Last year's rig count in the United States was off nearly 70 percent from 2014 and Schlumberger said the "massive over-capacity" in the market suggested there were few signs of a pricing recovery on the immediate horizon.

"The worsening market conditions added further pressure to a deepening financial crisis in the exploration and production industry, and prompted customers to make further cuts to already significantly lower exploration and production investment levels," Schlumberger Chairman and CEO Paal Kibsgaard said in a statement.

Baker Hughes, a Schlumberger rival providing rig data for the industry, said the average U.S. rig count for December was 714, down 62 percent from the previous year. Halliburton and Baker Hughes aim to merge in an effort to streamline operations during the market downturn.
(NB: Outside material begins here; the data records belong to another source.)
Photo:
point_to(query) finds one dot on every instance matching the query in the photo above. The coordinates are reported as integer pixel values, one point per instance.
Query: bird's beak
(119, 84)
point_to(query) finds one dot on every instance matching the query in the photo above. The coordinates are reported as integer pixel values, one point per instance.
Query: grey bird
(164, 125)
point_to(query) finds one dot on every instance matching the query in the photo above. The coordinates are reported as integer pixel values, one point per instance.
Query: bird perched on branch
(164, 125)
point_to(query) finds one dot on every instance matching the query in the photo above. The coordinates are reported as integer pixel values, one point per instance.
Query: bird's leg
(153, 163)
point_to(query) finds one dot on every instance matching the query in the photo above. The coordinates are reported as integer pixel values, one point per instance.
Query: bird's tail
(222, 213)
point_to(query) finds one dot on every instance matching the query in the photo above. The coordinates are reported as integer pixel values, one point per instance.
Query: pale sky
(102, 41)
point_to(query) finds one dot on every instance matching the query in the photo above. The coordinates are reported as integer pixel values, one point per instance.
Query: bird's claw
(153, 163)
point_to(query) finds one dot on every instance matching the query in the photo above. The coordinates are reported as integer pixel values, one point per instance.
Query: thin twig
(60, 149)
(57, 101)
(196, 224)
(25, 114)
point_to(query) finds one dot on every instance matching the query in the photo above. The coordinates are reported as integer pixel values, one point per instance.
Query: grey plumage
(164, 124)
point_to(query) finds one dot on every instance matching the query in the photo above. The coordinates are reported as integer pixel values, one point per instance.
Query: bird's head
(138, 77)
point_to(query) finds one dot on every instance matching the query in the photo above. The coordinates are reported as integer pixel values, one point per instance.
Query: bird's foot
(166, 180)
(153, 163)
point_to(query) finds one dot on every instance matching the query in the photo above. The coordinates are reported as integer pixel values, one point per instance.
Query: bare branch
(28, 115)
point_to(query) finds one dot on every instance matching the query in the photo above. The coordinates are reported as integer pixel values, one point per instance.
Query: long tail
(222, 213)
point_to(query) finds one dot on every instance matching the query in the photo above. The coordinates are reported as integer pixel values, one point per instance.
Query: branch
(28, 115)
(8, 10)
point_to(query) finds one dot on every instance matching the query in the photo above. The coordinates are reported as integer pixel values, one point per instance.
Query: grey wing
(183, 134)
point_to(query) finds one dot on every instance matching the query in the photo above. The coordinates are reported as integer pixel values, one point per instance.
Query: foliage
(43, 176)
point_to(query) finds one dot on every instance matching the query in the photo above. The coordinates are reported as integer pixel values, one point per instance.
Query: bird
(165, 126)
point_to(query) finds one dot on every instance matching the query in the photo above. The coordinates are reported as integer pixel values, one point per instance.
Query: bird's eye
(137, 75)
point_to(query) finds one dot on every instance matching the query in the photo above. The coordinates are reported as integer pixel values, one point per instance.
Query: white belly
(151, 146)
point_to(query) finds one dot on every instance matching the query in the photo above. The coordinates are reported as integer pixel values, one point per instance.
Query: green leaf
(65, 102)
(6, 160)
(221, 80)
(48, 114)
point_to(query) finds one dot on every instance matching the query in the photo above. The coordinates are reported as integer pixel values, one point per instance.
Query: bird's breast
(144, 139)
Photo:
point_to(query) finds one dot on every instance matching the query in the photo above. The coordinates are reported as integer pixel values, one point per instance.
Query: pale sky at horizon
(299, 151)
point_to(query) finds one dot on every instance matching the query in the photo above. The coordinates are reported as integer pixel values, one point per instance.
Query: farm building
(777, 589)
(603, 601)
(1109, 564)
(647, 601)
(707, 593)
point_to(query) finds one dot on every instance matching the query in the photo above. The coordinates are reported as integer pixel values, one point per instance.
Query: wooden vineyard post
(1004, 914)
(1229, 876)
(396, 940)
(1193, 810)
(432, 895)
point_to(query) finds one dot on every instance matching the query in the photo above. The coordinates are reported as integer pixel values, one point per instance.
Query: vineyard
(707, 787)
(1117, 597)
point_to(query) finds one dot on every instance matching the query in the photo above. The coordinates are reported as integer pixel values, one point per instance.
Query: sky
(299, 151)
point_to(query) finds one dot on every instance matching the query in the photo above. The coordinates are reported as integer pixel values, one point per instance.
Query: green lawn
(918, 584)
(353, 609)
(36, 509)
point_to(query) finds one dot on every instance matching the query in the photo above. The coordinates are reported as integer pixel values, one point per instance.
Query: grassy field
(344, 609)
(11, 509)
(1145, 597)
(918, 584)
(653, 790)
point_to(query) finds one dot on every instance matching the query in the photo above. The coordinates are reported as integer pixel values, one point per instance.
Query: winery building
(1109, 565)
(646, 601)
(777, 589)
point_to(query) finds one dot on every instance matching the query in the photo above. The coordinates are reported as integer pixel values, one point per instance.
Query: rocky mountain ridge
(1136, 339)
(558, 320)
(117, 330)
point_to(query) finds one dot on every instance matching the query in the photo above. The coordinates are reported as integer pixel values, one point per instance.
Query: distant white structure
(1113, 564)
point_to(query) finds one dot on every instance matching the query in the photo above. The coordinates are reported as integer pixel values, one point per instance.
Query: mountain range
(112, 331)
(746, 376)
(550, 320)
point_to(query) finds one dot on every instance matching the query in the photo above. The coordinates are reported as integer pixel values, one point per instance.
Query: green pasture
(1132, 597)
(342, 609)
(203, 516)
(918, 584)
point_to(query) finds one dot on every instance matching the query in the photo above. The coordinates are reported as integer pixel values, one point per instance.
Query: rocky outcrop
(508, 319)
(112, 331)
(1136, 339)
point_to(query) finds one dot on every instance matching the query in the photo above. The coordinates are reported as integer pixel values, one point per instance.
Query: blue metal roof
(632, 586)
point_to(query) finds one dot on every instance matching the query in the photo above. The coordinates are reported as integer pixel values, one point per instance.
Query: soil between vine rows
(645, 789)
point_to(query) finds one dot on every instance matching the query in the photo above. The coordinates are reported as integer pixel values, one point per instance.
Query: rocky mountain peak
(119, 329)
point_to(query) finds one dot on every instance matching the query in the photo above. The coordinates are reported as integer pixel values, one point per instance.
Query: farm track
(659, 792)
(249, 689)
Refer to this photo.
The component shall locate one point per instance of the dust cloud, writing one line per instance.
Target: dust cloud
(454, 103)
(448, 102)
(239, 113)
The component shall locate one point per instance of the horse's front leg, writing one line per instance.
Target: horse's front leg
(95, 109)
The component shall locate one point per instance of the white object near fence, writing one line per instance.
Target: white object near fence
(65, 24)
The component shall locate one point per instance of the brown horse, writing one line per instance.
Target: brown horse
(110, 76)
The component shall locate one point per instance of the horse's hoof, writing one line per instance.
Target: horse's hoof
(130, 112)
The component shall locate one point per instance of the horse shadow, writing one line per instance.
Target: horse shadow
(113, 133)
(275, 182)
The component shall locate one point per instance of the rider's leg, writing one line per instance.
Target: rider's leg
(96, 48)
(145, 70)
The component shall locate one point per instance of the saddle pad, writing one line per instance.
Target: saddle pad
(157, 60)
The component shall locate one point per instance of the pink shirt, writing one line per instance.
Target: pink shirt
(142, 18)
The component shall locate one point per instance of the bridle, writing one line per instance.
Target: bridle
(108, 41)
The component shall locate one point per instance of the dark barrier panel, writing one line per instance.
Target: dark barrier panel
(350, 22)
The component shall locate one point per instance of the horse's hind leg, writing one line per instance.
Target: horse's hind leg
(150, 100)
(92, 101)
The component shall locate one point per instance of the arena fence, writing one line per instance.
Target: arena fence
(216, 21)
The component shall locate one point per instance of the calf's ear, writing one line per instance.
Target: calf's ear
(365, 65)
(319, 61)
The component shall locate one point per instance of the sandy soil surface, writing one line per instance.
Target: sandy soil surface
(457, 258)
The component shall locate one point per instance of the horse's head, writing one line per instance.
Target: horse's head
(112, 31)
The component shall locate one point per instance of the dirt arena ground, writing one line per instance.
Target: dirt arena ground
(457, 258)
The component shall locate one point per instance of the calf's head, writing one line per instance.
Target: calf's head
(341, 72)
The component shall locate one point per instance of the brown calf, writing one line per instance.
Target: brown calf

Schlumberger said the North American decline was partially offset but "robust" activity in countries like Saudi Arabia. Riyadh, the de facto head of the Organization of Petroleum Exporting Countries, has defended a strong production policy on the expectations that the market will rebound with stronger demand.

Most market analysts expect a balance between supply and demand will return in the latter half of 2016 or early 2017, though crude oil prices will remain at low levels when compared with peak 2014 prices above $100 per barrel.

"In anticipation of an extended activity weakness in the first half of 2016, we implemented another significant adjustment to our cost and resource base during the fourth quarter," Kibsgaard said. "This included a further workforce reduction of 10,000 employees, as well as greater streamlining of our overhead, infrastructure and asset base."